Collateral is a movie where a hitman(Tom Cruise) and the dumb driver he kidnaps to drive him to several hits(Jaime Foxx). Early in, Cruise remarks how one can die in the subway and no one might find out.

See, becomes ironic later in the climax, where Cruise shot dead by Foxx in a subway and gets away safely. Never mind that for it to come to that, Foxx just had to crash a car, kidnap a cop, steal a cellphone, break into a building(using bullets) be chased by an armed Tom Cruise into a Subway, where they shot at each other until Tom Cruise decides to die.
Did I leave the oven on?

Oooh, and no one will die because he's dead in the Sub! They'll think sleeping out his massive hemorrage, right?

No, what will happen is that Foxx will do time for kidnapping and murder, as soon as an unlucky train employee finds Tom's body and they quickly link it to Foxx's spree through obvious forensic evidence and eyewitness corroboration. Self Defense has limits, yo.

Free Willy
Thanks kid. I'm off to torture sea lions before killing them!

Free Willy follows a boy's heroic quest to free his penis an Orca whale from it's evil owner's at Not-Sea world. And if you where born in the western world before 1991, you know he was succesfull in this endeavor.
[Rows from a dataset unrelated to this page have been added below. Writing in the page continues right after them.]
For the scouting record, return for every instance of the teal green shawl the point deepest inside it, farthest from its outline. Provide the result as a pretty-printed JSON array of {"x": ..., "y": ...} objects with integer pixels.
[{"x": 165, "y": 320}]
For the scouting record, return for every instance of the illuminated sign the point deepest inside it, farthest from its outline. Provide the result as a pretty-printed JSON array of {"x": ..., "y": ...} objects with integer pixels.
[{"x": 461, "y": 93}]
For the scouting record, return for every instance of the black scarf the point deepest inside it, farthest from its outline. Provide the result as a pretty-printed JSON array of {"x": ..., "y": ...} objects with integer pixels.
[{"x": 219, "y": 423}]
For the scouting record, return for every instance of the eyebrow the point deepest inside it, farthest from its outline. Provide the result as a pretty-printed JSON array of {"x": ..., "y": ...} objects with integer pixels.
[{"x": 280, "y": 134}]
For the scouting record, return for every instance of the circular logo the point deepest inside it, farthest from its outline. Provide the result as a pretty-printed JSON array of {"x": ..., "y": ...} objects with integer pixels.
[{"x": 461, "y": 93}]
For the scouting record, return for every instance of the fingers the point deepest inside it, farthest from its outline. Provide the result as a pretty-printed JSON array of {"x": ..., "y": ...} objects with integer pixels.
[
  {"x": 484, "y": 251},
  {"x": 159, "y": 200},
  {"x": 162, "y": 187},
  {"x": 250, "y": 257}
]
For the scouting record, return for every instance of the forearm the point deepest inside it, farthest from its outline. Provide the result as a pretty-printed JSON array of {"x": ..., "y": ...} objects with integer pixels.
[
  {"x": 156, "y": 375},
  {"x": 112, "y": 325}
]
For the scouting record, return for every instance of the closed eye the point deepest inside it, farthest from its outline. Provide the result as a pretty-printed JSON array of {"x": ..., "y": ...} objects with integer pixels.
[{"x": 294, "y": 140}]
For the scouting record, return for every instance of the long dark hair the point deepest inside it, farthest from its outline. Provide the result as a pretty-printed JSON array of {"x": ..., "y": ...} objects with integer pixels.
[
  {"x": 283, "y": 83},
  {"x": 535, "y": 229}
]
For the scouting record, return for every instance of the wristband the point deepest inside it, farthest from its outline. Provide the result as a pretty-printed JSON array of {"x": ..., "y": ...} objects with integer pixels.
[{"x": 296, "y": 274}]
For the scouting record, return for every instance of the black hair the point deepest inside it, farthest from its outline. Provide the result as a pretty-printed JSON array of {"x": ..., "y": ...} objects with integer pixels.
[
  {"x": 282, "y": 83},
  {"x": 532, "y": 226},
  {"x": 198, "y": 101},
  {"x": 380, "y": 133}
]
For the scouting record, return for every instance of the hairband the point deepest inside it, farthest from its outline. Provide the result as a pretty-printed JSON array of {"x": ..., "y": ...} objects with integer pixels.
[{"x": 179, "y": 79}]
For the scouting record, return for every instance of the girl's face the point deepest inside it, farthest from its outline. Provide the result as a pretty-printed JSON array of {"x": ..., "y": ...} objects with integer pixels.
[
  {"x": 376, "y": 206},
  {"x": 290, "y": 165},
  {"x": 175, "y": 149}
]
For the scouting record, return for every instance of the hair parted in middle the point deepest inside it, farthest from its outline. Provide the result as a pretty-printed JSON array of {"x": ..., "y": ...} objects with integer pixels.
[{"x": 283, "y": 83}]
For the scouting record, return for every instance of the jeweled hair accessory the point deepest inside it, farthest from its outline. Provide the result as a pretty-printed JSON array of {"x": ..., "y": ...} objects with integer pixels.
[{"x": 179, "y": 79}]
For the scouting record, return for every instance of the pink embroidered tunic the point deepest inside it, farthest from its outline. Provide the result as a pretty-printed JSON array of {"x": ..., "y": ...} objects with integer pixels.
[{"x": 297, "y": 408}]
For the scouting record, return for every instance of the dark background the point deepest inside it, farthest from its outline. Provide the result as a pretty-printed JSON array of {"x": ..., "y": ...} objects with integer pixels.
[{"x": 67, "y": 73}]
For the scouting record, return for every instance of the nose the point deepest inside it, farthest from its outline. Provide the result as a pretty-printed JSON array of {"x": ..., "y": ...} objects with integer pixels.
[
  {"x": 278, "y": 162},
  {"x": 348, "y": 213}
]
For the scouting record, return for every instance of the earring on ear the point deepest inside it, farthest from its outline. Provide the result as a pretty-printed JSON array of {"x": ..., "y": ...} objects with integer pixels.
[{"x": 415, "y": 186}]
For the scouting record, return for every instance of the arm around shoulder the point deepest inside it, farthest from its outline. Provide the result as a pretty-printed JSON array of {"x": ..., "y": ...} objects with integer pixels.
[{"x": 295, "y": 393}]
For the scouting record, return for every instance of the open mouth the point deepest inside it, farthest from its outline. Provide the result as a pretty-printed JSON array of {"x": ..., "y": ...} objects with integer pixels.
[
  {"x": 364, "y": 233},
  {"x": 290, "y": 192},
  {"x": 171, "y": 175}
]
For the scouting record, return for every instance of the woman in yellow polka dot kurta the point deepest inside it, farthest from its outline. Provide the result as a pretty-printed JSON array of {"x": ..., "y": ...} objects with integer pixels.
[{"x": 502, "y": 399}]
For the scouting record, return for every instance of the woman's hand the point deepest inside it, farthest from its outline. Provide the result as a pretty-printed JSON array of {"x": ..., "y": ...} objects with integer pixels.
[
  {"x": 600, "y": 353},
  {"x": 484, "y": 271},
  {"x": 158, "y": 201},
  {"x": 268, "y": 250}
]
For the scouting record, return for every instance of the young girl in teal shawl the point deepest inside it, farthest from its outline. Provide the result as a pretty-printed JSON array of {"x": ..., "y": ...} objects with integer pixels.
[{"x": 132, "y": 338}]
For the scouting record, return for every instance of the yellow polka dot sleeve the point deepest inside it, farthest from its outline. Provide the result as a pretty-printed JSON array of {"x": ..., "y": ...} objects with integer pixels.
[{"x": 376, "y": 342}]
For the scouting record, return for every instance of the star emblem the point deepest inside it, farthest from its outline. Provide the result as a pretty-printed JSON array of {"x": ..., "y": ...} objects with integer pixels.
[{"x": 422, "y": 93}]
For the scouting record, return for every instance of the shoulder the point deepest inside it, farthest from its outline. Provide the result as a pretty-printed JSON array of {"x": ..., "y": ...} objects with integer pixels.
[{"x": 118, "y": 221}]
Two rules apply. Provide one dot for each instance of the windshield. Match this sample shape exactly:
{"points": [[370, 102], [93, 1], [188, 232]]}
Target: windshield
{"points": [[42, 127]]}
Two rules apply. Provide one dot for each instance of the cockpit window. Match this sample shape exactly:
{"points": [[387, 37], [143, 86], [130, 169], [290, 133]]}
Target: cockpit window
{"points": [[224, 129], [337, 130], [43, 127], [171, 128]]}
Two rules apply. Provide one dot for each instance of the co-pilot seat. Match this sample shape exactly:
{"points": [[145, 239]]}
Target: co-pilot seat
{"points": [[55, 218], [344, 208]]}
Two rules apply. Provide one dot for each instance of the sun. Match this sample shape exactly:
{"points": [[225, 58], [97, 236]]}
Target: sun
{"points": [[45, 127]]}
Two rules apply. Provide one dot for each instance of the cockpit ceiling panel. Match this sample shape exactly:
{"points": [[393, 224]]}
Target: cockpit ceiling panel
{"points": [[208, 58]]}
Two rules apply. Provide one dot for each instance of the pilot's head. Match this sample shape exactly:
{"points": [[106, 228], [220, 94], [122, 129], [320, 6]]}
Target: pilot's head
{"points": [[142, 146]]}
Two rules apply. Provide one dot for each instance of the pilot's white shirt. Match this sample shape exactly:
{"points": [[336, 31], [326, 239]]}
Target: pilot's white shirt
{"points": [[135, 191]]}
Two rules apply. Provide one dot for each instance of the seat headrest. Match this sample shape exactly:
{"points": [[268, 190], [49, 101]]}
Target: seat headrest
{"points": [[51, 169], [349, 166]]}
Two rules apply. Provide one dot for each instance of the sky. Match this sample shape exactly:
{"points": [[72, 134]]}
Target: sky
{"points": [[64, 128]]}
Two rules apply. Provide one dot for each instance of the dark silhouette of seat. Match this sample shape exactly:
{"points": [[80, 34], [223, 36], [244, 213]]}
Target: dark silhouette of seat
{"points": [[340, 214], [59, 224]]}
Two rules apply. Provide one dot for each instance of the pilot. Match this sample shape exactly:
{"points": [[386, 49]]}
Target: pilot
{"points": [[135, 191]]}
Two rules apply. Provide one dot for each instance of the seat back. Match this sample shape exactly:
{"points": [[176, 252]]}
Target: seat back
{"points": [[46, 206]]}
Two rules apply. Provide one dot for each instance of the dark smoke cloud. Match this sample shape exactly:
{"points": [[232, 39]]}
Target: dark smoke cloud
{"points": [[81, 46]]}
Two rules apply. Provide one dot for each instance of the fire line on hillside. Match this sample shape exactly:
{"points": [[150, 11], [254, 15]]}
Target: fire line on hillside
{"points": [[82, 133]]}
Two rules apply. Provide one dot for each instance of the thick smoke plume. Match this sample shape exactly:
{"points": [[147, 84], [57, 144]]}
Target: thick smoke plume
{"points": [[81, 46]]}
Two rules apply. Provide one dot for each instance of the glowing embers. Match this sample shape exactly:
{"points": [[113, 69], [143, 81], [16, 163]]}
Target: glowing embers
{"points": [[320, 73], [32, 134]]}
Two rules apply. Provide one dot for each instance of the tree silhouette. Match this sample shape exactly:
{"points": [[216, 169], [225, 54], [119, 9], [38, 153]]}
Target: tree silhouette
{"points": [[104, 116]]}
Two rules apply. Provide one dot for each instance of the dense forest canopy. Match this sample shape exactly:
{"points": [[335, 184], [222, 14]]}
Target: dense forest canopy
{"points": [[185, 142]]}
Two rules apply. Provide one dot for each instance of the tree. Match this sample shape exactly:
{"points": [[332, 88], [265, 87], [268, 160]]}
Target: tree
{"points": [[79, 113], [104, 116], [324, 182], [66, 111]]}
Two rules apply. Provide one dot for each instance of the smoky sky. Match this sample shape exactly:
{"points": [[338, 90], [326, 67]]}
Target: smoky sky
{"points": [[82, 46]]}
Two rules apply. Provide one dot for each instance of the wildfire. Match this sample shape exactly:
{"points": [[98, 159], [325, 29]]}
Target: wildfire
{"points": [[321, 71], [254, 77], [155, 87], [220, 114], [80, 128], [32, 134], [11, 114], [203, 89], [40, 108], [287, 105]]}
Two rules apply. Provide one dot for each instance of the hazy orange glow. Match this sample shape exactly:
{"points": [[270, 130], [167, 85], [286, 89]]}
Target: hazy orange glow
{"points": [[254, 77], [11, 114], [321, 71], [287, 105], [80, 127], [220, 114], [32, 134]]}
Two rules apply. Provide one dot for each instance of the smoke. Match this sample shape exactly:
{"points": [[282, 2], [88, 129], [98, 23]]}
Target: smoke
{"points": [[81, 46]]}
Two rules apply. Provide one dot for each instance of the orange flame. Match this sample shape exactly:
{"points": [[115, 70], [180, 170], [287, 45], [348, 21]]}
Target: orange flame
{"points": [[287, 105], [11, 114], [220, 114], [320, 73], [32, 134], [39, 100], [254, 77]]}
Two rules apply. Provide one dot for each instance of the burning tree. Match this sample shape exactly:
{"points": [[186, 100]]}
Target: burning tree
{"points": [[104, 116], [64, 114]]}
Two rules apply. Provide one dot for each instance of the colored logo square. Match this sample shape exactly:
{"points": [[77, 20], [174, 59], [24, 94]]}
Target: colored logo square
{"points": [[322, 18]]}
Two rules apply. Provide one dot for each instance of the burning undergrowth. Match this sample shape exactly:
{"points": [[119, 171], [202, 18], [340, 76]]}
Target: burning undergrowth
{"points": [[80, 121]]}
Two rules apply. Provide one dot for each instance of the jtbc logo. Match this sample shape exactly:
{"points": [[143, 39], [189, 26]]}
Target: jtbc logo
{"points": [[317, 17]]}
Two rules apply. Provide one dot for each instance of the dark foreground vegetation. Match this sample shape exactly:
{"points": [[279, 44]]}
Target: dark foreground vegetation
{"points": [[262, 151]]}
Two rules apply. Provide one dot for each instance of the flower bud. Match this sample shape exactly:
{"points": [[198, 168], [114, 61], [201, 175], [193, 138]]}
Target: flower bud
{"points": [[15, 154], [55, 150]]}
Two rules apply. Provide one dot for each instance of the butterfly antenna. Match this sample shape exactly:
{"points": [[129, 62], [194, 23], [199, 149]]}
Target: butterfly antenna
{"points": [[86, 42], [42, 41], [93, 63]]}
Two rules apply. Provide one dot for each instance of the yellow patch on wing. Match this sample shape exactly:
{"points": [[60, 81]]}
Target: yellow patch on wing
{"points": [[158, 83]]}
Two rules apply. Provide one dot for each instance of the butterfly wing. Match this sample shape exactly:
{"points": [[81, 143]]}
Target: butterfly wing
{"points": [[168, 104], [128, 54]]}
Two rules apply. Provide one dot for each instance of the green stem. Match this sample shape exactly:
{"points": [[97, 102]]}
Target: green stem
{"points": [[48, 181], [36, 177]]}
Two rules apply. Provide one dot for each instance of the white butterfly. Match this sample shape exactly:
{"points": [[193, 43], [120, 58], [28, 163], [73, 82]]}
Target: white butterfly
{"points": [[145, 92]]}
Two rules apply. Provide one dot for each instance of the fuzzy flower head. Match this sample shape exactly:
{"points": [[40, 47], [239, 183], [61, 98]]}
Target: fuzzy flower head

If not,   quick summary. The boy met the whale in an illegal vandalism excursion, during which he was caught. He is put to work assisting in the aquarium, and he soon becomes good friends with Willy.

Once he learns of  the parko owner's plan to whack his precious willy, he, along with consenting adults, break out the whale from the aquarium on various vehicles.
You can't fuck wit our whales, motherfucker!

Now, I'm not saying it's wrong to free an animal that is going to be killed for it's insurance money. But i'm pretty sure it's illegal to haul around an Orca whale on tha back of a truck without some kind of permit. Because sure, this guys are heroes if the whale lives, but if their transmission gives out and Willy dries up, that makes them reckless thieves.

So adding to the boy's rap sheet further breaking and entering charges, destruction of property as well as enviromental charges, he's probably, he's likely to face juvie hall. Allthough perhaps a local celebrity would intercede for him. Unless he's a whale hating cyborg. Then no.